Sai do Hospital, 10 horas depois, com uma receita na mao, para na proxima convulsao do Rafael eu estar ja preparada.
Passei mais de metade do tempo descalca. So calcava os sapatos quando tinha que me deslocar.
Ao caminhar com ele no colo, para um taxi, as 4.15 da manha, custou-me imenso, pelas dores que tinha nos pes.
Tinha escolhido um rico dia, para andar com uns sapatos novos de tacao.
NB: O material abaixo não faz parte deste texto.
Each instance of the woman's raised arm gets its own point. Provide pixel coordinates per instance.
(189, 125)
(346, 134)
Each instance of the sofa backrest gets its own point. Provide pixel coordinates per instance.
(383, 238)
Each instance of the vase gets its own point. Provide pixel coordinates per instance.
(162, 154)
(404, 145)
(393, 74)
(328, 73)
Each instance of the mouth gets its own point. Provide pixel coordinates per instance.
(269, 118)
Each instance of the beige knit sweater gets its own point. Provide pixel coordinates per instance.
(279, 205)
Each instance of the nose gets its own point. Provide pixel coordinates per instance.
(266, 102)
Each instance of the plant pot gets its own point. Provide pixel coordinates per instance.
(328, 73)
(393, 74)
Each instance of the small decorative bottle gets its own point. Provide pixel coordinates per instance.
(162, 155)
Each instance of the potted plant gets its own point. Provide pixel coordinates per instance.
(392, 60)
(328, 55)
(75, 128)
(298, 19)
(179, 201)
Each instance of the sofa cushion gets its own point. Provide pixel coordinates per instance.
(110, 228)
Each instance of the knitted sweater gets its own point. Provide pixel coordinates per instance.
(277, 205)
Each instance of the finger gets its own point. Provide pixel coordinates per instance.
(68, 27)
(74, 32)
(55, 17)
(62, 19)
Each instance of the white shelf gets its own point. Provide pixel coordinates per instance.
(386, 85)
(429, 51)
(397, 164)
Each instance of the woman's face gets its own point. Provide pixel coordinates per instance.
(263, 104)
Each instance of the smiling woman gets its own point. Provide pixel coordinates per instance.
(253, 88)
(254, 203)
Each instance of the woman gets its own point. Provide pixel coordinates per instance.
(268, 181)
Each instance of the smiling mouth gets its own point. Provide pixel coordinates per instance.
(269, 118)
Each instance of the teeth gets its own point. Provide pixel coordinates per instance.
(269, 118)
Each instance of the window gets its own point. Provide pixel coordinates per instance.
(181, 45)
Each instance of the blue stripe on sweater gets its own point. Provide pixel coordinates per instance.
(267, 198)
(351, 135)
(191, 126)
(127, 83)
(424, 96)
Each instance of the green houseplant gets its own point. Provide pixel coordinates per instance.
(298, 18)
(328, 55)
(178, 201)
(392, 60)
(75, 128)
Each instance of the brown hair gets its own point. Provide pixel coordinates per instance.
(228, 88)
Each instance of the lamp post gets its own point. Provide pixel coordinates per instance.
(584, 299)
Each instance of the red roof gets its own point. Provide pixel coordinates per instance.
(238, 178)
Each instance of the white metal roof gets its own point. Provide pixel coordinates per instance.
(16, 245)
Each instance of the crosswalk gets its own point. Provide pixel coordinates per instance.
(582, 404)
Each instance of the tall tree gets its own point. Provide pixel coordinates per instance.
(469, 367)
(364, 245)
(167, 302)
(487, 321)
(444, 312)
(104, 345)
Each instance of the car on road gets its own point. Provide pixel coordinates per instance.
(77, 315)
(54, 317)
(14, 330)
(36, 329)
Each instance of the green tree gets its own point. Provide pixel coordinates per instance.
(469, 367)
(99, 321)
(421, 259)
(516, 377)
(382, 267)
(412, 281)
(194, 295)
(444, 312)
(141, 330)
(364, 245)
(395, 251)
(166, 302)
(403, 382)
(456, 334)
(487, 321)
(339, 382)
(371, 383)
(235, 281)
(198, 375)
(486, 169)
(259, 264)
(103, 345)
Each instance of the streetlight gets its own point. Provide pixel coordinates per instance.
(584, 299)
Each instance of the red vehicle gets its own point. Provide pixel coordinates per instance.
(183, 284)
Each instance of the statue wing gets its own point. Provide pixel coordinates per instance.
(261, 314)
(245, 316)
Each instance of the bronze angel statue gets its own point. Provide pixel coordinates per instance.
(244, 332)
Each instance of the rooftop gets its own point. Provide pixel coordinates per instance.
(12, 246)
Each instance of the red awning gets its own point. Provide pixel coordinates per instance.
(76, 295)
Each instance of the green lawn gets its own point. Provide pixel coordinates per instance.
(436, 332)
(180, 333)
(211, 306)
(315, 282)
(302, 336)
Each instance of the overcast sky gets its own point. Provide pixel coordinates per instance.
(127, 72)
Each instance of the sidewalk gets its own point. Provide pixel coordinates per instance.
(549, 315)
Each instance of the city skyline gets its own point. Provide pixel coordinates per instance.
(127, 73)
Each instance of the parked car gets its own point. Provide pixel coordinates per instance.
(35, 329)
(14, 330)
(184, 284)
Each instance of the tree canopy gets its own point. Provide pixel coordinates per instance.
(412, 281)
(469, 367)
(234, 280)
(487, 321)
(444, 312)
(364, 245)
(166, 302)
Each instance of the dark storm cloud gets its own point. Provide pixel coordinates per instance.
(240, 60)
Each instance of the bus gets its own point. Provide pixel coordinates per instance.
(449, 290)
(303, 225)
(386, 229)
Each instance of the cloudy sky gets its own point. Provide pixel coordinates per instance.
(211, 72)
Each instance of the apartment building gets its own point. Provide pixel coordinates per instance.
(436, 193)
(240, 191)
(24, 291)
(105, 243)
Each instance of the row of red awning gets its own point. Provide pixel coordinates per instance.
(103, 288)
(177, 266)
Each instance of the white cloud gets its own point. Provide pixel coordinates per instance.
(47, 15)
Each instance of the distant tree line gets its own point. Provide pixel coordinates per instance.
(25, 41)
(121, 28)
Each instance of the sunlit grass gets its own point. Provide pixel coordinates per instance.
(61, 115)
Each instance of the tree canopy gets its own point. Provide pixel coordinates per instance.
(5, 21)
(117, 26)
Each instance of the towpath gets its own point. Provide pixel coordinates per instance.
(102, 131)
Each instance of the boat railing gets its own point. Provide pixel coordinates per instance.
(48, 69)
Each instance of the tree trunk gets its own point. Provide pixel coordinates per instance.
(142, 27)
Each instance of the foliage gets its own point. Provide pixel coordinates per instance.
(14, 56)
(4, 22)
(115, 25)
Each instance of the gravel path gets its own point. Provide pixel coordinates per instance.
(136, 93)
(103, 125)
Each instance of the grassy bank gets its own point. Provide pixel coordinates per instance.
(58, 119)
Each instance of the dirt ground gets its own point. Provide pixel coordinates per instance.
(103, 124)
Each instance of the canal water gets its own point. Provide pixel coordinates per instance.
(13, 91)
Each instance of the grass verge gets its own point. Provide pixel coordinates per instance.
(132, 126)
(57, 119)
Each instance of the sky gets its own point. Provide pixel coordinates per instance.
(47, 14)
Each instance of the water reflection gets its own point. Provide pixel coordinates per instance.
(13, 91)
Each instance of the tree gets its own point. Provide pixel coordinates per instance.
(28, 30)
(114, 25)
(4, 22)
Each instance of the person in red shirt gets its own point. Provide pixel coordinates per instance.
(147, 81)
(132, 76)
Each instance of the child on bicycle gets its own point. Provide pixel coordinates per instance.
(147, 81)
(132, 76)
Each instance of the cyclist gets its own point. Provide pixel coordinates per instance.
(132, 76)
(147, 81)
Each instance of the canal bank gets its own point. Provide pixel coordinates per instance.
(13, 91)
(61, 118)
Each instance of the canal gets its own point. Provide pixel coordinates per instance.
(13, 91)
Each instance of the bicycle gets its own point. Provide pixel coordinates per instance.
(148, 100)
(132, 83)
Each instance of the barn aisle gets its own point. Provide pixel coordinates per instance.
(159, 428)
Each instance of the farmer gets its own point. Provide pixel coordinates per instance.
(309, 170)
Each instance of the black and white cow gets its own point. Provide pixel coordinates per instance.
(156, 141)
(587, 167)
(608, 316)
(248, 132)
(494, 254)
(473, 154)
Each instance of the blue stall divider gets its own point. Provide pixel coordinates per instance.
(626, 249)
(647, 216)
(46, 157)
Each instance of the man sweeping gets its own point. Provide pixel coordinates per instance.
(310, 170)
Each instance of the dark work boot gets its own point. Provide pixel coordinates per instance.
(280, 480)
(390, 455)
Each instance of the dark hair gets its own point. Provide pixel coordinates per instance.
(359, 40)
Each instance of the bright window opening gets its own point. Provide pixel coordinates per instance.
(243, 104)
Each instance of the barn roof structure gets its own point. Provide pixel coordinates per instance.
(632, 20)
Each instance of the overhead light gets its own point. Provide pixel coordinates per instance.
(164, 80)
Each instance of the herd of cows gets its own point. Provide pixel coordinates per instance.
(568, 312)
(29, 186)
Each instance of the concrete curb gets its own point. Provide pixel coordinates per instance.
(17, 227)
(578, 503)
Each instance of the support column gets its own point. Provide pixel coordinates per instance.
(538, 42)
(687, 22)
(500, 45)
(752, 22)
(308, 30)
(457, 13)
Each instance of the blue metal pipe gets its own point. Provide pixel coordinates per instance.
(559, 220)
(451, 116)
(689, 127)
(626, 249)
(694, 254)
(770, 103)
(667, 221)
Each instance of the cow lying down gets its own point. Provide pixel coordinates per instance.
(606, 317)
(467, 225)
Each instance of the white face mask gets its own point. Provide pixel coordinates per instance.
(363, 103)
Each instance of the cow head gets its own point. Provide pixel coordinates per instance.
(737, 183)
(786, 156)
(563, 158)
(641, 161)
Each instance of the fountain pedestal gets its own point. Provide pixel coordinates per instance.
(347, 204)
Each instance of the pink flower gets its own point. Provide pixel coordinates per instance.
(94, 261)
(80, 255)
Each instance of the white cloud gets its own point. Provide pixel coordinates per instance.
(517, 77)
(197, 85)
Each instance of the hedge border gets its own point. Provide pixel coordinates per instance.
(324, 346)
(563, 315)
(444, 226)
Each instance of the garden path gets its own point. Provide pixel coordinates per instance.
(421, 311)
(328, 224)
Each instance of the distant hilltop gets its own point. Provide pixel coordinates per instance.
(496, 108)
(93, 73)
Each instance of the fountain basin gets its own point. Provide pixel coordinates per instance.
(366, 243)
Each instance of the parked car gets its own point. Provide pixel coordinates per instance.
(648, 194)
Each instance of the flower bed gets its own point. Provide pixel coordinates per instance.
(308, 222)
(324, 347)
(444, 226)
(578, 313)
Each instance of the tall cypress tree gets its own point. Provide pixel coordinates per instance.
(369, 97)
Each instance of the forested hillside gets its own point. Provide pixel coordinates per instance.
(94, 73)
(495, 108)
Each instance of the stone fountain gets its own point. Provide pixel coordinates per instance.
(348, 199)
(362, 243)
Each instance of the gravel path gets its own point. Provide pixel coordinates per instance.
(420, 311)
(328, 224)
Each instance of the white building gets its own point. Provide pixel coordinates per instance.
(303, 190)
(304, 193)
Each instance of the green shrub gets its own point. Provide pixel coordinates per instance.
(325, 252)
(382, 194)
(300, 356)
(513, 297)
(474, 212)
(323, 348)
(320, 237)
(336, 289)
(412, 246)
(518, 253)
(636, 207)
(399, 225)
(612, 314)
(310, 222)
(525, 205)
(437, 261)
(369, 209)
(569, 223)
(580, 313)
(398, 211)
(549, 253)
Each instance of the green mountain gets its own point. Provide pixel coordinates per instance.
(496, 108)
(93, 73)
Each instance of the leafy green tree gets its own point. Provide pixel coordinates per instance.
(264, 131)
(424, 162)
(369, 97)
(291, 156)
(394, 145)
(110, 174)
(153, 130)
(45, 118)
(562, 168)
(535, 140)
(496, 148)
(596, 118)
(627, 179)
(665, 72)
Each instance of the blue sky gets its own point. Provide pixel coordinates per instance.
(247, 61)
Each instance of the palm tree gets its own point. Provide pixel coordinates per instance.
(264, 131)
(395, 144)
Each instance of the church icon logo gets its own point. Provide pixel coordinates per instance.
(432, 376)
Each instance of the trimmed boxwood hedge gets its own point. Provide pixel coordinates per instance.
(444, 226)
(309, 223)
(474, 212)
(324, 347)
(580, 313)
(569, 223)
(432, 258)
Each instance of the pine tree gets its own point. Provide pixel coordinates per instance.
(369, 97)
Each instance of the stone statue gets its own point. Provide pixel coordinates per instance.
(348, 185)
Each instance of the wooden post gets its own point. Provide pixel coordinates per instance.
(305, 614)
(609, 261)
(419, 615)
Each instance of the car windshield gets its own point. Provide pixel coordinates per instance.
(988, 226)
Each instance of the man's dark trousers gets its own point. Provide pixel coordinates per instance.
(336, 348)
Pensei em tira-los novamente, mas o piso era muito incerto, porque a rua estava em obras e tinha receio de me magoar ainda mais.
Por outro lado, nao sabia onde iria levar a porra dos sapatos.
O Rafael ja estava acordado e ao colo, tinha acabado de retirar o cateter da mao, de ter tirado sangue, e nem pensar por o meu bebe no chao.
Na outra levava a mochila dele e a minha carteira.
''Meu Deus, (tornava eu a falar com Ele) OBRIGADA! MUITO OBRIGADA!! OBRIGADA DE CORACAO!!! Saio com o meu filho no colo, deste Hospital onde nao podiamos ter sido melhor atendidos. Onde TODOS foram fantasticos! Levo na carteira a receita do medicamento, para eu estar preparada para a proxima vez, que aconteca. Permitiste que ao ter de acontecer isto, eu estivesse, em Portugal, onde pude contar com o apoio da minha familia e dos meus amigos e onde este Hospital fica a uns miseros minutos de casa. Meu Deus, MUITO OBRIGADA!!! Se tudo isto se tivesse passado na Irlanda, onde nao posso contar com a minha familia, nem os meus amigos, e onde o Hospital fica a 80 km de casa, e o marido provavelmente estaria a 44 km de distancia, a trabalhar, nao faco ideia de como teria sido... Sinto-me uma Abencoada!!!''
Dei sinal ao Sr. do Taxi e entrei.
Lembro-me de que nao tive fome.
Nao pensei em comer ou jantar sequer.
Mas lembro-me de ter pensado que o carregador da bateria do meu telemovel, teria que comecar a andar na minha carteira.
Pensei que tinha dinheiro para o Taxi, para o medicamento e para carregar o telemovel com dinheiro.
Pensei que quando sai de Portugal, ha quase 9 anos, foi exatamente, porque se eu tivesse ficado, eu nao sei se teria ou nao. E que foi exatamente por isso, que emigrei, sem pensar no reverso da medalha.
O Rafael recuperou e esta quase bem, enquanto que o Tomas, quatro dias depois, ainda esta a ter febres de 4 em 4 horas.
Algo me diz, que amanha vai ser o dia da viragem...
Continuo e mais do que nunca, a sentir-me Abencoada!